Click to Enlarge Picture
 
Whether you are physically moving data, packaging integrations as web services, or generating virtual data models for MDM or for querying, there are some critical key elements that are necessary to have at the core of the integration platform.
Let’s go back to the idea of hyper-converged integration platform. It is only possible if the overall design takes into account the essence of shared functionality across the characteristics that will, or may, be needed in every pattern. Even if you don’t know what the patterns will be, you do know that the platform should always be able to, for example,

  • Access data and write data to any kind of endpoint - live
  • Federate and align that data across multiple sources, whether they are the same or totally different
  • Align and  transform to also ensure the data makes sense to the receiving endpoint, whether physical or virtual
  • Apply business logic
  • Validate and filter data
  • Manage various modes of security
  • Apply workflow, error handling, and notification
  • Package the integration in many different ways
  • Scale up and out
  • Reuse as much configuration as possible

A hyper-converged integration platform has all of these capabilities, and as a single platform, all of the objects configured are reusable and available for more universal value.

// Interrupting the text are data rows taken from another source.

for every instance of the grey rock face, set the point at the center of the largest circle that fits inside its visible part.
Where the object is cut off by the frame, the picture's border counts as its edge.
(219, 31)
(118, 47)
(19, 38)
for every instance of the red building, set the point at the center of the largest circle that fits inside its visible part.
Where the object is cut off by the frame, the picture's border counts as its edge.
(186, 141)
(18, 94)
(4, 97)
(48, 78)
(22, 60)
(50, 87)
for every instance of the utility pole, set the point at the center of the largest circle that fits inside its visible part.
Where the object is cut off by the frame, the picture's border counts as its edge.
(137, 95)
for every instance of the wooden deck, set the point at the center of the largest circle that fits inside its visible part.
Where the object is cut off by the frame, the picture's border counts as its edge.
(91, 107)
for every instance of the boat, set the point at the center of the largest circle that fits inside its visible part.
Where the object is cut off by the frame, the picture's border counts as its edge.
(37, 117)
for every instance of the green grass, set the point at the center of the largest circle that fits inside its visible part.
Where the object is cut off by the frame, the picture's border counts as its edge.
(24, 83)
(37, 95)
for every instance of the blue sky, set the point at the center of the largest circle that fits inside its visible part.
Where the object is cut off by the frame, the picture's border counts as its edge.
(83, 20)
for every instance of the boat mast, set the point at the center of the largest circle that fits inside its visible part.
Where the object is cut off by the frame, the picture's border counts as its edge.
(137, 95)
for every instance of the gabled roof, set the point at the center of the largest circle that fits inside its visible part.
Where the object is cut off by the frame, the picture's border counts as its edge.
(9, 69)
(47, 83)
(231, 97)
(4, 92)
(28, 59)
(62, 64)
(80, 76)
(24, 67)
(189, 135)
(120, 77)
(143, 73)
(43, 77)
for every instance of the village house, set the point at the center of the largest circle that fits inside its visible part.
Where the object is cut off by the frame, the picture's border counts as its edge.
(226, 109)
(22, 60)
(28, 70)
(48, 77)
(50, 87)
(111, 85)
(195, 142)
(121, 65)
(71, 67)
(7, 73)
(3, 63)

For example, an ETL that brings five data sources together and posts to a destination (no staging), can also be reused as a Data Virtualization model for live querying on demand.
Whatever mental picture you have of integration toolsets,  try thinking instead about an Enterprise Nervous System, with data flowing freely throughout the company exactly how and when it is needed.

Enterprise Enabler is a hyper-converged Integration platform, perhaps because the overall design came about from years of contemplating the essentials of integration as a whole. It’s easier to start out with a universal consolidated solution than to back into it from ten different, fully developed tools.
An integrated set of tools is highly unlikely to become a Converged Integration Platform, and will forego the powerful agility and elimination of tech debt that Enterprise Enabler can bring.